Heathrow Airport authorities have been accused of “clear failure” after Europe's busiest airport was forced to shut down on Friday due to a fire in a single electricity substation.
Tens of thousands of passengers were left stranded across the world after the Heathrow shutdown prevented flights to fly to and from the airport. Many of them are still stranded even as the operations have begun slowly.
The unprecedented blaze exposes the ‘vulnerability’ in the country's infrastructure, Daily Mail reported.
Eight long haul flights from the British Airways finally took of Friday evening after a day of chaos and gutted journeys.
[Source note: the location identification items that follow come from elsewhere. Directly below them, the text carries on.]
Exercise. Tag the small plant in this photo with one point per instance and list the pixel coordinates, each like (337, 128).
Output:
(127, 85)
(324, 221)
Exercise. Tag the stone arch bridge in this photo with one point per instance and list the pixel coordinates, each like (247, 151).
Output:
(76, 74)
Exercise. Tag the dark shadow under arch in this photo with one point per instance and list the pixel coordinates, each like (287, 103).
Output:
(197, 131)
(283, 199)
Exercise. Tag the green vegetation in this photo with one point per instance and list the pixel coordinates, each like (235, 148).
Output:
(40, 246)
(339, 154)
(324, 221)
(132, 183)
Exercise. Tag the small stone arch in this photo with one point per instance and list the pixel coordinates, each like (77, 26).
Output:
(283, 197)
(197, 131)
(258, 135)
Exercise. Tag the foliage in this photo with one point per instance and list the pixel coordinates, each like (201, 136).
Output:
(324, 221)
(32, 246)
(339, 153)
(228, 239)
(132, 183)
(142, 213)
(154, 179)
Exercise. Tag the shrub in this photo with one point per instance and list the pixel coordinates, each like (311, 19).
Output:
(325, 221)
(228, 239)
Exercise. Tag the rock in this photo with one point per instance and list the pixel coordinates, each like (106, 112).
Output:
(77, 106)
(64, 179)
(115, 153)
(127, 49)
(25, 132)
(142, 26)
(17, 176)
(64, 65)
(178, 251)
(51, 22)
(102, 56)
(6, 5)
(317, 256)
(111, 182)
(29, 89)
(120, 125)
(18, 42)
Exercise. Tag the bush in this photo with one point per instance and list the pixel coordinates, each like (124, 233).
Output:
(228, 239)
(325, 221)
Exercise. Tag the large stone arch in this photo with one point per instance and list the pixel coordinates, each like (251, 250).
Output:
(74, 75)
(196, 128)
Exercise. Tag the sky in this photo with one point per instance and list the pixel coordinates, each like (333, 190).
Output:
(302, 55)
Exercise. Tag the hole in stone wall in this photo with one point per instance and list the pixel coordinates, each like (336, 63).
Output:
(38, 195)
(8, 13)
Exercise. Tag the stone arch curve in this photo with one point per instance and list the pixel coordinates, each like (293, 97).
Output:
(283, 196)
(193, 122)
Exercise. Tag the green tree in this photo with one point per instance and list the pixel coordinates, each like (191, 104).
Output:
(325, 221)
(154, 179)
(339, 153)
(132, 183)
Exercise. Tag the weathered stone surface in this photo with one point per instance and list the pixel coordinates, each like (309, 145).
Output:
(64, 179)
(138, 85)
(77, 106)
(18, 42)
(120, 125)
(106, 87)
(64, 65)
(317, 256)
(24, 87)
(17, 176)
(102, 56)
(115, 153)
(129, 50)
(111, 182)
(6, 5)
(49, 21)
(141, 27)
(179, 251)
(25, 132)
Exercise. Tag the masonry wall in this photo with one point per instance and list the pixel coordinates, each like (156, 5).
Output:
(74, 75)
However, the incident put Heathrow Airport under widespread criticism for its inability to rely on backup power, as per the Daily Mail report.
“Firstly, how is it that critical infrastructure – of national and global importance – is totally dependent on a single power source without an alternative,” Willie Walsh, director-general of global airlines body IATA and a former head of British Airways, was quoted as saying by the newspaper.
“If that is the case – as it seems – then it is a clear planning failure by the airport,” he added.
Walsh complained that Heathrow had once again let its fliers down.
Phil Hewitt, director of energy analysis firm Montel Group, called the situation ‘worrying’.
“This potential lack of resilience at a critical national and international infrastructure site is worrying,” he was quoted as saying by the Daily Mail.
“An airport as large and as important as Heathrow should not be vulnerable to a single point of failure.”
A fire at the North Hyde substation in west London knocked out power to Heathrow Airport for 18 hours on Friday, causing widespread cancellations and rerouting headaches, and stranding roughly 200,000 passengers.
Heathrow gets its electricity from three substations, each of which has a backup transformer. In case of the North Hyde substation, the backup transformer was also lost to the fire.
The blaze took firefighters around seven hours to bring under control.
It affected at least 1,350 flights to and from the airport, according to flight tracking service FlightRadar 24, and the impact was expected to last several days.